Très connu pour son activisme politique et notamment sa critique de la politique étrangère des États-Unis- notamment leur soutien inconditionnel à Israël- et des médias, Noam Chomsky, sympathisant de l’anarcho-syndicalisme, se définit lui-même comme un anarchiste socialiste. Chomsky considère que le mot “terrorisme” permet aux gouvernements de se dédouaner de la dimension terroriste de leurs propres politiques. Il est également un fervent défenseur de la liberté d’expression.
En ce qui concerne les médias, Noam Chomsky a cherché à révéler les processus par lesquels ceux-ci tendent à enfermer les sociétés démocratiques dans un carcan idéologique. Il montre comment les médias inondent l’électorat sous un flot d’informations beaucoup trop dense pour qu’il puisse servir de support à la réflexion et qui conduit à des analyses à sens unique, basées sur des présupposés jamais remis en question. Démythifiant la prétendue neutralité des médias, Chomsky dévoile leur servilité envers le pouvoir.
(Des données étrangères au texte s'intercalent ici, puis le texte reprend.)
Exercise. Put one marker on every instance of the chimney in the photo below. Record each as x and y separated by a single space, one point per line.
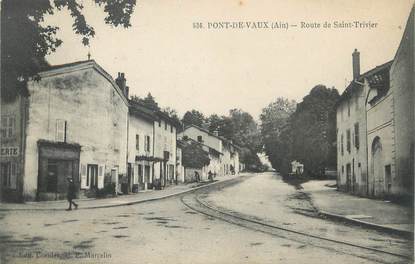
127 89
121 82
356 64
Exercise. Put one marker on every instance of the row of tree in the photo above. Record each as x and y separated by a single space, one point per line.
305 132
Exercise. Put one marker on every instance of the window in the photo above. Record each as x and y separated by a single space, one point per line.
356 136
147 143
9 175
356 101
61 130
348 138
8 126
137 141
348 107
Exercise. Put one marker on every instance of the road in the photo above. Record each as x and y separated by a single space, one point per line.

Très apprécié à l’extrême gauche, Noam Chomsky est soumis à de vives critiques de la part des libéraux et des partisans de la droite américaine. Cependant, reconnu comme l’un des plus grands intellectuels vivants, Noam Chomsky a reçu de nombreux diplômes honorifiques des plus grandes universités du monde. Il est l’auteur d’une centaine de livres.